DU Dandan, LI Yan, CHENG Yuanyuan, ZHONG Lili, ZHOU Xianke, HUANG Jinping. A randomized controlled study on the safety and efficacy of ultrasound-guided cannula needle for puncturing difficult autogenous arteriovenous fistulasJ. Journal of Clinical Medicine in Practice, 2026, 30(2): 121-126. DOI: 10.7619/jcmp.20252448
Citation: DU Dandan, LI Yan, CHENG Yuanyuan, ZHONG Lili, ZHOU Xianke, HUANG Jinping. A randomized controlled study on the safety and efficacy of ultrasound-guided cannula needle for puncturing difficult autogenous arteriovenous fistulasJ. Journal of Clinical Medicine in Practice, 2026, 30(2): 121-126. DOI: 10.7619/jcmp.20252448

A randomized controlled study on the safety and efficacy of ultrasound-guided cannula needle for puncturing difficult autogenous arteriovenous fistulas

  • Objective To investigate the application effect of ultrasound-guided puncture technique combined with plastic cannula needle in treating difficult autogenous arteriovenous fistula (AVF).
    Methods A total of 120 patients with difficult AVF were randomly divided into Group A (blind puncture with metal needle), Group B (ultrasound-guided puncture with metal needle), Group C (blind puncture with cannula needle), and Group D (ultrasound-guided puncture with cannula needle), with 30 cases in each group. The success rate of first-attempt puncture, time of hemostasis, incidence rate of hematoma, dialysis blood flow, urea clearance index (Kt/V) value, and the incidence of fistula complications (stenosis, thrombosis) within 6 months were compared among the four groups.
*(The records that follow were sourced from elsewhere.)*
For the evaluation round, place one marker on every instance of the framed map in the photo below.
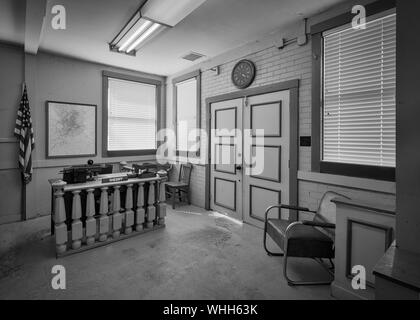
(71, 130)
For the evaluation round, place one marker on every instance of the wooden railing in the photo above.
(103, 219)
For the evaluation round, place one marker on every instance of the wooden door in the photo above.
(226, 158)
(266, 180)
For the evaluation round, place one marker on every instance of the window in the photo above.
(357, 99)
(187, 112)
(131, 117)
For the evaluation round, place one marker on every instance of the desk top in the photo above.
(376, 207)
(58, 183)
(400, 266)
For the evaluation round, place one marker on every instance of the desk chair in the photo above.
(181, 188)
(304, 239)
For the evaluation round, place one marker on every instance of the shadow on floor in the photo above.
(197, 256)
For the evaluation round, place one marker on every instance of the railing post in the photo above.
(104, 219)
(140, 217)
(116, 215)
(162, 203)
(76, 226)
(60, 228)
(151, 210)
(90, 221)
(129, 213)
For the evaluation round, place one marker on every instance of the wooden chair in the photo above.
(305, 239)
(181, 188)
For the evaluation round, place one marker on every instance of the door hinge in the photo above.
(246, 102)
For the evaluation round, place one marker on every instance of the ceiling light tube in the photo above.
(143, 26)
(144, 36)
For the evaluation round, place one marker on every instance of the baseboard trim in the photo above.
(341, 293)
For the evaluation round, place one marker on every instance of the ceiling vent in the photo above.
(193, 56)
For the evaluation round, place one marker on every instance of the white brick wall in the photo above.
(273, 66)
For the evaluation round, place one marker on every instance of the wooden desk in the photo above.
(93, 214)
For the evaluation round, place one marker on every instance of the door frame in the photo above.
(293, 87)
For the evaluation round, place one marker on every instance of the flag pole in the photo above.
(24, 217)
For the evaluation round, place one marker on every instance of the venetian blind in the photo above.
(359, 114)
(131, 115)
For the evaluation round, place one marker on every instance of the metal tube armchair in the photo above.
(305, 239)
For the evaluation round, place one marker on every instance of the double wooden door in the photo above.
(250, 167)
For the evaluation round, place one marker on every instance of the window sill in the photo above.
(130, 153)
(387, 187)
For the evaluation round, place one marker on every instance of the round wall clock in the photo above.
(243, 74)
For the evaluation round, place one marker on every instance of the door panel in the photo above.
(260, 199)
(226, 151)
(270, 185)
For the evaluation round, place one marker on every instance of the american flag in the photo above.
(24, 132)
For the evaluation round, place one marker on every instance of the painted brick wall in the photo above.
(274, 65)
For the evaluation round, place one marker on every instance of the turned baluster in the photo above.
(129, 213)
(140, 213)
(76, 226)
(90, 220)
(116, 215)
(151, 209)
(162, 203)
(104, 219)
(60, 228)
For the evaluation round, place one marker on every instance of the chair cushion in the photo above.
(176, 185)
(304, 241)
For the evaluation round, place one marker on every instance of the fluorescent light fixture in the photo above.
(143, 26)
(144, 36)
(153, 17)
(170, 12)
(136, 32)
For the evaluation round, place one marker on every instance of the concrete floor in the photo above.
(197, 256)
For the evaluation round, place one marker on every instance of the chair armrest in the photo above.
(285, 206)
(319, 224)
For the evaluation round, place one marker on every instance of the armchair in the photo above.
(306, 238)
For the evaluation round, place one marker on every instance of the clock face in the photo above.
(243, 74)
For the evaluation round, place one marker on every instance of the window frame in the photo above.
(195, 74)
(106, 75)
(344, 169)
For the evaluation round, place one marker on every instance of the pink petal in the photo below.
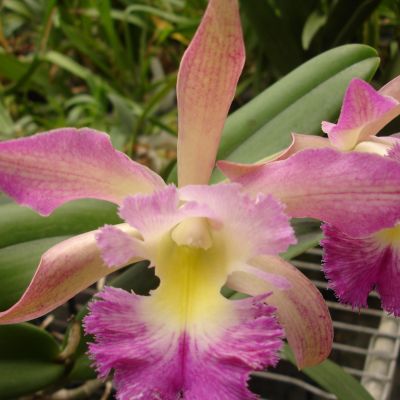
(46, 170)
(365, 112)
(64, 270)
(300, 142)
(301, 309)
(155, 214)
(207, 80)
(392, 88)
(118, 247)
(357, 192)
(355, 266)
(153, 362)
(394, 152)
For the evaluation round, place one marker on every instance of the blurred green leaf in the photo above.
(345, 18)
(28, 360)
(314, 22)
(281, 47)
(332, 378)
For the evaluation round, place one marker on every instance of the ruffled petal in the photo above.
(64, 270)
(301, 309)
(46, 170)
(151, 360)
(364, 113)
(157, 213)
(357, 192)
(119, 247)
(355, 266)
(300, 142)
(209, 71)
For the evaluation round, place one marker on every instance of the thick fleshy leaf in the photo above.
(300, 142)
(64, 270)
(207, 79)
(262, 127)
(46, 170)
(364, 113)
(356, 192)
(301, 309)
(18, 264)
(20, 224)
(27, 360)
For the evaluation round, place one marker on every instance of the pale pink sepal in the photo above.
(301, 309)
(119, 246)
(64, 270)
(300, 142)
(46, 170)
(356, 192)
(364, 113)
(208, 75)
(392, 88)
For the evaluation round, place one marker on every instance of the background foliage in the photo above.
(112, 65)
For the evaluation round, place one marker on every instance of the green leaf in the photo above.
(28, 360)
(25, 236)
(333, 379)
(18, 263)
(19, 224)
(298, 102)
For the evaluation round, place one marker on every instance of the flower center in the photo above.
(189, 293)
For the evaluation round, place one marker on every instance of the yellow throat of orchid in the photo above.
(191, 279)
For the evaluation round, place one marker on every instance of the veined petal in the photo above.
(300, 142)
(355, 266)
(209, 71)
(356, 192)
(152, 361)
(364, 113)
(64, 270)
(46, 170)
(301, 309)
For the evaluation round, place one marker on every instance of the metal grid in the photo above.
(366, 344)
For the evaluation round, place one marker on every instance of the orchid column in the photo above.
(186, 340)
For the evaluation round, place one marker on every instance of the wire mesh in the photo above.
(366, 344)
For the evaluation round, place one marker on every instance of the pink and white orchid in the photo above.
(363, 256)
(186, 340)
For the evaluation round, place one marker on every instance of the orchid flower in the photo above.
(356, 260)
(186, 340)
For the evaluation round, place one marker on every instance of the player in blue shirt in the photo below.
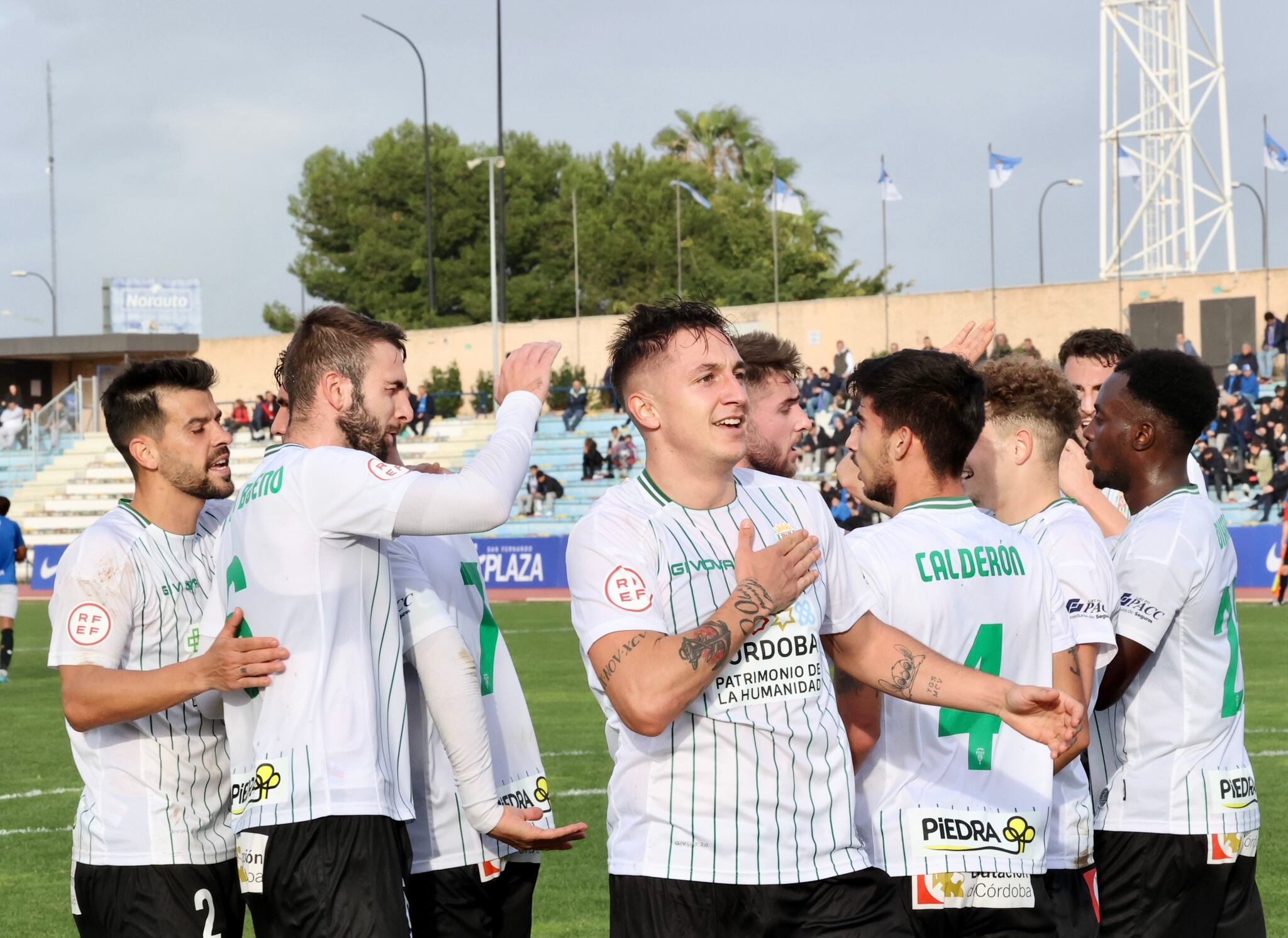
(12, 553)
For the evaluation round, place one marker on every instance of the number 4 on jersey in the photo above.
(985, 654)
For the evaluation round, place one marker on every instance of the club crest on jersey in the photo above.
(386, 472)
(988, 833)
(628, 591)
(88, 624)
(262, 786)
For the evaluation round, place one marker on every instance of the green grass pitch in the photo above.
(572, 893)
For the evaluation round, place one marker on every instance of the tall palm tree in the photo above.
(720, 140)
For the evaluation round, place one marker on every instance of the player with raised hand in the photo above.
(321, 770)
(152, 851)
(1176, 801)
(700, 599)
(1087, 358)
(955, 805)
(1014, 472)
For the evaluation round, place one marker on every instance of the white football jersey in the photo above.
(1077, 549)
(441, 837)
(1192, 472)
(947, 790)
(1169, 757)
(753, 784)
(129, 596)
(304, 555)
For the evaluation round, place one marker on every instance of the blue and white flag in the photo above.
(785, 199)
(1000, 169)
(888, 192)
(697, 196)
(1277, 157)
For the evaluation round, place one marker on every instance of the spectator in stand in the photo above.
(1260, 463)
(1248, 383)
(1214, 469)
(530, 492)
(831, 444)
(1231, 383)
(238, 419)
(11, 425)
(843, 363)
(548, 490)
(1273, 343)
(576, 407)
(592, 461)
(1273, 492)
(1241, 422)
(1185, 345)
(1245, 358)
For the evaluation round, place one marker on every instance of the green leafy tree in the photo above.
(279, 317)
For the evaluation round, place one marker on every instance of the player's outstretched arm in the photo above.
(480, 495)
(96, 697)
(881, 656)
(651, 677)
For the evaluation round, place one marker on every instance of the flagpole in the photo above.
(1118, 224)
(679, 267)
(992, 253)
(773, 214)
(886, 260)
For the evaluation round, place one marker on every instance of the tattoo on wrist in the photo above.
(903, 675)
(709, 643)
(619, 656)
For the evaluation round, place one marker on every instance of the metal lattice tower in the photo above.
(1162, 88)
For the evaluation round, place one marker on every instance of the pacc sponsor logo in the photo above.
(1140, 606)
(1086, 608)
    Results There were no significant differences in baseline characteristics such as age, gender, body mass index (BMI), prevalence rates of diabetes and hypertension, dialysis vintage, AVF usage time, and laboratory indicators (hemoglobin, serum creatinine, etc.) among the four groups (P>0.05). Significant differences were observed among the four groups in puncture success rate, time of hemostasis, incidence rate of hematoma, dialysis blood flow, Kt/V value, shear stress, and the incidence of complications (fistula stenosis, thrombosis) within 6 months (P < 0.05). Pairwise comparisons of various indicators among the four groups, after Bonferroni correction, revealed that there were significant differences between Group D and Group A in multiple indicators such as success rate of puncture, time of hemostasis, and blood flow (Pcorrected < 0.01). Some indicators showed significant differences between Group D and Group B, as well as between Group D and Group C before correction, but these differences did not reach the significance threshold after correction. Only the Kt/V value between Group B and Group D showed a significant difference after correction (Pcorrected < 0.01).
    Conclusion The ultrasound-guided puncture technique combined with cannula needle can significantly improve the success rate of puncture for difficult AVF, reduce complications, optimize hemodynamic indicators, and improve dialysis adequacy, demonstrating clinical promotion value.